If children are to develop as competent, fluent readers it is essential that they have secure understanding of letters and sounds. Phonic skills are essential to developing competent and assertive readers. At Froxfield, the DfE recommended Letters and Sounds programme forms the basis of our phonics teaching. From Reception, children will learn all the 44 sounds and their corresponding graphemes. They will be explicitly taught the skill of oral blending, which is vital for the initial stages of early reading. Children will rapidly progress to blending sounds together to help them read CVC words and will continue to learn digraph and trigraph sounds throughout Early Years and Key Stage 1. As children become confident at blending sounds, they are taught the skill of blending sounds mentally and at speed.
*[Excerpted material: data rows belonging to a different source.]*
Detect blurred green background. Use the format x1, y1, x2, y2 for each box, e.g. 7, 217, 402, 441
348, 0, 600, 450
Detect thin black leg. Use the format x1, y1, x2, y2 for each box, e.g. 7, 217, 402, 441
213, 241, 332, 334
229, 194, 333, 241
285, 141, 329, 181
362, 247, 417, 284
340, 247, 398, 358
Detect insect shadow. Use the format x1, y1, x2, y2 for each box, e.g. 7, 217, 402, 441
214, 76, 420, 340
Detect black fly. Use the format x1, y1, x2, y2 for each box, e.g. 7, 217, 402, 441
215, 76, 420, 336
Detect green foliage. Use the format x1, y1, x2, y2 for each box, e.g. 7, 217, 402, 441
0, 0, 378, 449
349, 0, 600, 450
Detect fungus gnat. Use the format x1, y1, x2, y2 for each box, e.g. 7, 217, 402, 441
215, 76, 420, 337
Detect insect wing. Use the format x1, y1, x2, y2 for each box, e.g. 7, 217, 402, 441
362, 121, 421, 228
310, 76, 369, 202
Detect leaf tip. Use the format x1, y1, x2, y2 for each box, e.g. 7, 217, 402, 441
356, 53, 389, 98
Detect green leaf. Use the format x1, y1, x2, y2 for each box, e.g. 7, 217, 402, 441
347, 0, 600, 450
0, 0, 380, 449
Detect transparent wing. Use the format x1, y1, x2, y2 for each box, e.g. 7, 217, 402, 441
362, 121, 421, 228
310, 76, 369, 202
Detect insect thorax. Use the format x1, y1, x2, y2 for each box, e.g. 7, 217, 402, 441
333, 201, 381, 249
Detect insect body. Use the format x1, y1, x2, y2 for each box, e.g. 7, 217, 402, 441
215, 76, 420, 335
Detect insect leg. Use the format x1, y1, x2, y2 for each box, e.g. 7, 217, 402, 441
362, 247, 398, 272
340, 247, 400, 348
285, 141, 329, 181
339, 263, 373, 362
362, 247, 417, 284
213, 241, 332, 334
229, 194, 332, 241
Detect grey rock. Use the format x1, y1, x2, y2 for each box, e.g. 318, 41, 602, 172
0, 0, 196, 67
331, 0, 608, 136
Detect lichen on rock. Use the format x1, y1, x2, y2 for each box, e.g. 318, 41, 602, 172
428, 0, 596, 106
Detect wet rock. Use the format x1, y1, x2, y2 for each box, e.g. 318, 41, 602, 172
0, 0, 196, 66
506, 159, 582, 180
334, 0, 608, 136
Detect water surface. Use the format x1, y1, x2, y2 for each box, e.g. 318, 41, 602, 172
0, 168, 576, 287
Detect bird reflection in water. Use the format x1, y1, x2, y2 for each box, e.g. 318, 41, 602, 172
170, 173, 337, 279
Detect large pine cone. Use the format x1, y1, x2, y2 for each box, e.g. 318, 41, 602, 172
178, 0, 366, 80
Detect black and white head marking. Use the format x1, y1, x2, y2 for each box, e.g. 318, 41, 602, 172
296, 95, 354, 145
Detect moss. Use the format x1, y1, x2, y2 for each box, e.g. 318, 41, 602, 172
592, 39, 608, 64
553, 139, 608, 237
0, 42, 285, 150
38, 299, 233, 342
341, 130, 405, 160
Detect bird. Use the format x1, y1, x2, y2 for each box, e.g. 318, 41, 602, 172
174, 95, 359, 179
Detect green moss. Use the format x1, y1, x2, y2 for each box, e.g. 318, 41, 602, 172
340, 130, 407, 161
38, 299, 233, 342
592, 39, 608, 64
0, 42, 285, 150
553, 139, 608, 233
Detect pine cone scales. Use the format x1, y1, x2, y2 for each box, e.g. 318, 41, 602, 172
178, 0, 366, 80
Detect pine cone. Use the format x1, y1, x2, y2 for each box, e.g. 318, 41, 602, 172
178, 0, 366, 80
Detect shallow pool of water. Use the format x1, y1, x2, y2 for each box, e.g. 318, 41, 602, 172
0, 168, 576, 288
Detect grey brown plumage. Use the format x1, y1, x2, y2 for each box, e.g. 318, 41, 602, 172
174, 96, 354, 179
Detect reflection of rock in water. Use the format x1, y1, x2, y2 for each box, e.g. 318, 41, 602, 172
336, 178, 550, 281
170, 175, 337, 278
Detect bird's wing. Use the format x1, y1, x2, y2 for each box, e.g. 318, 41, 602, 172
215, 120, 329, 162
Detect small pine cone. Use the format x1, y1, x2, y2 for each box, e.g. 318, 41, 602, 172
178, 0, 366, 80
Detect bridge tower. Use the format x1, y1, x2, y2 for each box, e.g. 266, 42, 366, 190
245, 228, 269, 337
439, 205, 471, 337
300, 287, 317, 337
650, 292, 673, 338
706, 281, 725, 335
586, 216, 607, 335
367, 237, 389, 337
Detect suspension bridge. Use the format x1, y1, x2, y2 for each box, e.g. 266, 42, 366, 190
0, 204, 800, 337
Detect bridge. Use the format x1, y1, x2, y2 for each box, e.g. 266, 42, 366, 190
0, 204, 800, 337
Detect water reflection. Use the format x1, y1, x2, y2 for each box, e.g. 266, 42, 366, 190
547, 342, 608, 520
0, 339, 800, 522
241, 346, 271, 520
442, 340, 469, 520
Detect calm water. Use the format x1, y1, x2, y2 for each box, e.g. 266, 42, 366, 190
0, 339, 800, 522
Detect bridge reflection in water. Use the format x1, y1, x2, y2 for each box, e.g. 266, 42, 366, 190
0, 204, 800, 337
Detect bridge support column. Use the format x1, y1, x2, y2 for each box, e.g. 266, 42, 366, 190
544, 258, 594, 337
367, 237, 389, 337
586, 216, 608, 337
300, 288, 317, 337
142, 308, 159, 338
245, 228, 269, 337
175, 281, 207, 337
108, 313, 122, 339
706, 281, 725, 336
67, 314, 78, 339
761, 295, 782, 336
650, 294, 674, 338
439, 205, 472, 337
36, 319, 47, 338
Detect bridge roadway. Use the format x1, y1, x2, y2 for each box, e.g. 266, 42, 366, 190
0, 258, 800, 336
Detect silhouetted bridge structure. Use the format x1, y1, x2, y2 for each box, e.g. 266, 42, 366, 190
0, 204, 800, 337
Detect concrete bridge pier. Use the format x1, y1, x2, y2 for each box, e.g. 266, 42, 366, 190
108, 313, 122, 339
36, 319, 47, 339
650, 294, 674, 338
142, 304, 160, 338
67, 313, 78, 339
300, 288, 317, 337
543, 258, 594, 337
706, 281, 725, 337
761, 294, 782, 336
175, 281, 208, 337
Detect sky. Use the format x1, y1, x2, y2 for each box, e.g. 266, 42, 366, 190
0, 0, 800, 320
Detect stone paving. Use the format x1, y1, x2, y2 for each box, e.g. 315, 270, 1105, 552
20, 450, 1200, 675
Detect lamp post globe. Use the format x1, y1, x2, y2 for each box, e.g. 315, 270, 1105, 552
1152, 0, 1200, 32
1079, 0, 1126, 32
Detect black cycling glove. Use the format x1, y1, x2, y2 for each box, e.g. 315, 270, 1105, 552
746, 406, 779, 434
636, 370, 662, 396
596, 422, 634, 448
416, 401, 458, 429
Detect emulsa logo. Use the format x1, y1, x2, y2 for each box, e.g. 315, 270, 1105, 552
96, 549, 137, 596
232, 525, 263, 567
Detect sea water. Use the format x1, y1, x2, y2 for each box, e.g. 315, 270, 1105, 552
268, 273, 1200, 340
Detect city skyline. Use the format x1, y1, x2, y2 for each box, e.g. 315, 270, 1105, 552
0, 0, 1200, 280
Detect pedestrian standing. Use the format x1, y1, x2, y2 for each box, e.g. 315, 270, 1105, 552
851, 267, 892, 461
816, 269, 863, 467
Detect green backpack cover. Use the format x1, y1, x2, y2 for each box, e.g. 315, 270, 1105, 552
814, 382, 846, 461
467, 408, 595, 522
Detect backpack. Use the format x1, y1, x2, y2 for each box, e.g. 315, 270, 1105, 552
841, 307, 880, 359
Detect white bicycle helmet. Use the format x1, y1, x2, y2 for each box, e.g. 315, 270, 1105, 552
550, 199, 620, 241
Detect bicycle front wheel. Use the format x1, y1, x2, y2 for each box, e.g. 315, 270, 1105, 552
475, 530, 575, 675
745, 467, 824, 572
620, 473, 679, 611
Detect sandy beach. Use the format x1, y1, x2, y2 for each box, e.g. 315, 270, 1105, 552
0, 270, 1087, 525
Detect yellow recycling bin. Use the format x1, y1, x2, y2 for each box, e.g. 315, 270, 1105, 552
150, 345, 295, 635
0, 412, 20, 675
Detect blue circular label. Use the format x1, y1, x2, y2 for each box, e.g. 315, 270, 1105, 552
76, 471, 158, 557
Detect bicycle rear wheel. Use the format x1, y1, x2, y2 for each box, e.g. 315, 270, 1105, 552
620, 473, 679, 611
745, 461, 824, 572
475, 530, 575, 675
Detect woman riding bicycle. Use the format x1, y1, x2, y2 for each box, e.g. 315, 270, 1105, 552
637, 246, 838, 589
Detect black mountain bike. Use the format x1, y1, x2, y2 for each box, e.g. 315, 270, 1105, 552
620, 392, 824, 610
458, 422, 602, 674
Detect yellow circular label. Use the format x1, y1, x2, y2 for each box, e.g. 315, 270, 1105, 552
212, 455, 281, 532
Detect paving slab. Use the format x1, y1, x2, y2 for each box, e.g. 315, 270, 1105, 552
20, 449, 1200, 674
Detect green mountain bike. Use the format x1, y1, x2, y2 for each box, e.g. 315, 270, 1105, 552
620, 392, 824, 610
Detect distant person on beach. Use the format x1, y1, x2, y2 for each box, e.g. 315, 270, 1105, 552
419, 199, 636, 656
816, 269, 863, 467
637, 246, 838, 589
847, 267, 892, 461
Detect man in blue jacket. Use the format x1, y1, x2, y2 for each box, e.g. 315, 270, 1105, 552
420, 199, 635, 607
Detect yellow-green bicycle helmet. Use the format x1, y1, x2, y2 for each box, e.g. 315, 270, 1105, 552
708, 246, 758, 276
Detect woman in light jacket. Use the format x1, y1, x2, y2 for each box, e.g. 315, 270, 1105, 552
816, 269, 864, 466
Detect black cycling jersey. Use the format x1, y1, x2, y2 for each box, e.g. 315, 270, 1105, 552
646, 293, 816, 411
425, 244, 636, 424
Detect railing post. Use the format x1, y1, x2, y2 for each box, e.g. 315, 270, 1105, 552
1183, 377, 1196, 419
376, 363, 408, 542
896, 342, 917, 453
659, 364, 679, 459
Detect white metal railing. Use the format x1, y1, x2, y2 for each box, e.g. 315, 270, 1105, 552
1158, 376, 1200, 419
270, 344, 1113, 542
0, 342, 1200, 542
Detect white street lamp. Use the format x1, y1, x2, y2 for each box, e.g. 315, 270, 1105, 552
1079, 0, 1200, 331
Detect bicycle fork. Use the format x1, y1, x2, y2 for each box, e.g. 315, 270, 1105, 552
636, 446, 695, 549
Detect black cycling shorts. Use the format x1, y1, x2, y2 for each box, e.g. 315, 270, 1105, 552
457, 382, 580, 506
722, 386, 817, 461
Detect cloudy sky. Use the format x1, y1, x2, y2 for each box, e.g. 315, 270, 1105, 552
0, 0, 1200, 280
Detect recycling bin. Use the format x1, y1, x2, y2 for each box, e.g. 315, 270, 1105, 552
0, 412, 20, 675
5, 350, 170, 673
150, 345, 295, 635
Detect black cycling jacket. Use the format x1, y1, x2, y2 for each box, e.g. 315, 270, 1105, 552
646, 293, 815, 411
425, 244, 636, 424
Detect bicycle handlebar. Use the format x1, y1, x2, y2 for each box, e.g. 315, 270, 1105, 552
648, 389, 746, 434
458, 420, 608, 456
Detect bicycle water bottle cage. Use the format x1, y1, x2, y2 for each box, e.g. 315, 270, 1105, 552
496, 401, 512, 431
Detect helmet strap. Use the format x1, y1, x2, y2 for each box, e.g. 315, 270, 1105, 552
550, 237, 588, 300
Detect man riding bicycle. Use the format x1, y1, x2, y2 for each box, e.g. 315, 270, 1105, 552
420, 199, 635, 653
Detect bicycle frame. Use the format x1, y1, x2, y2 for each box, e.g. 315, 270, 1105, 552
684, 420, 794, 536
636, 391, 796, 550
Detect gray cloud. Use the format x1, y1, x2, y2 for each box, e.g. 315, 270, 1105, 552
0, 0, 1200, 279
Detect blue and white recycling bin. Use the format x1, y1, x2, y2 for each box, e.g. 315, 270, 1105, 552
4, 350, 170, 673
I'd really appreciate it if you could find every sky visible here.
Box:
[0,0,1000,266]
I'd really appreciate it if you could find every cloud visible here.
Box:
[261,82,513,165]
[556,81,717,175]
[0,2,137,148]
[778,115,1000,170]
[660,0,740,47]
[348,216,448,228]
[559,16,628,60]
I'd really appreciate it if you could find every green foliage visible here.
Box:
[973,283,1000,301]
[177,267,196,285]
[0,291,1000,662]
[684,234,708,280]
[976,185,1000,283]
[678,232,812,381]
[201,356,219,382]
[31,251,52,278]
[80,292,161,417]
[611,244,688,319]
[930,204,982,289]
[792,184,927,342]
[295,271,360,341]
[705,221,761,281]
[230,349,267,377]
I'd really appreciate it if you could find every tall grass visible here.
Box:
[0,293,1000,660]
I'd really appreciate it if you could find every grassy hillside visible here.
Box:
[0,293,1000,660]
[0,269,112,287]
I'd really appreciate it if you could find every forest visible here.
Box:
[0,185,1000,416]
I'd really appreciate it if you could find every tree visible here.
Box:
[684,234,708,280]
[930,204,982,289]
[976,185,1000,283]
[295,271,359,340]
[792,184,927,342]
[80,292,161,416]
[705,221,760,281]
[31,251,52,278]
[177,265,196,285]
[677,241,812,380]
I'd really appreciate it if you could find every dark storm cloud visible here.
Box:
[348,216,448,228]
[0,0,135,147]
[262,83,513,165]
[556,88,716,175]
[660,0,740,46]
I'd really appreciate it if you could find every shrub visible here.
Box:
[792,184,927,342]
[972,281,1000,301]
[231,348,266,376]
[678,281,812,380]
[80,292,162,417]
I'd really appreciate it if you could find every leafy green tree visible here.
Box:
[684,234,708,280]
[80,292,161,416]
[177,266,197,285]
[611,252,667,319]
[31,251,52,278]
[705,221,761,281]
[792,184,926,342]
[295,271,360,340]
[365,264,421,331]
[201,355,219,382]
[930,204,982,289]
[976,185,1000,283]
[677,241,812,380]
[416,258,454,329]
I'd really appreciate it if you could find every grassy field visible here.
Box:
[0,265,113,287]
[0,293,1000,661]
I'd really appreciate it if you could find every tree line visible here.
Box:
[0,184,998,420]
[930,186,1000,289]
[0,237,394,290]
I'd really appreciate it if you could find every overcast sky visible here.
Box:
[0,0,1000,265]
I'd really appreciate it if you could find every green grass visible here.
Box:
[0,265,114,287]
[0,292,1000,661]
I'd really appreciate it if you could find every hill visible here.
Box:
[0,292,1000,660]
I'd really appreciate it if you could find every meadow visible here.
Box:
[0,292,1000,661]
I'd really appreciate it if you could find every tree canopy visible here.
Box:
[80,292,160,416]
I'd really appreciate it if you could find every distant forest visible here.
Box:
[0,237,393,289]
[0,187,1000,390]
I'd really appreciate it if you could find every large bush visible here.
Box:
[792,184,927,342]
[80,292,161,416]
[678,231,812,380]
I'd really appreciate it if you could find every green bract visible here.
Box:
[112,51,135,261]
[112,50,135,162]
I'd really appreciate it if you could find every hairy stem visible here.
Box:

This consistent and rigorous approach will provide our children with the foundations to become enthused readers with a passion for storytelling, literature and vocabulary.
We aim to foster a lifelong love of reading by exposing our children to high quality fiction and non-fiction texts across the curriculum. We believe reading opens up a new world for children and gives them the opportunity to explore new ideas, visit new places, meet new characters and develop a better understanding of other cultures. Through building up the children’s vocabulary it gives them the word power they need to become successful speakers and writers as well as confident readers. Reading is a key life skill and we strive to embed a reading culture, providing opportunities for children to read both independently, in groups and aloud. We also encourage children to respond to what they have read through their reading journal. Reading is implicitly interwoven into our English curriculum through the use of high-quality texts, exposing our children to a range of genres and authors.
Competent writers must have the necessary secretarial skills as well as the vocabulary, understanding of language and experience around which to experiment with the written word. Writing is taught through the use of quality text drivers, which create a purpose for writing and the skills of spelling, handwriting and grammar and punctuation are taught discretely and children then apply their skills through motivating and creative writing tasks covering a wide range of genres. Writing tasks are generally linked to cross curricular topics and texts to ensure pupils can apply their skills in a range of contexts.
Handwriting is taught from Reception using a pre-cursive style, and children begin joining letters from Year 1. Pupils have regular opportunities to practise handwriting skills throughout the week to develop a clear, fluent style.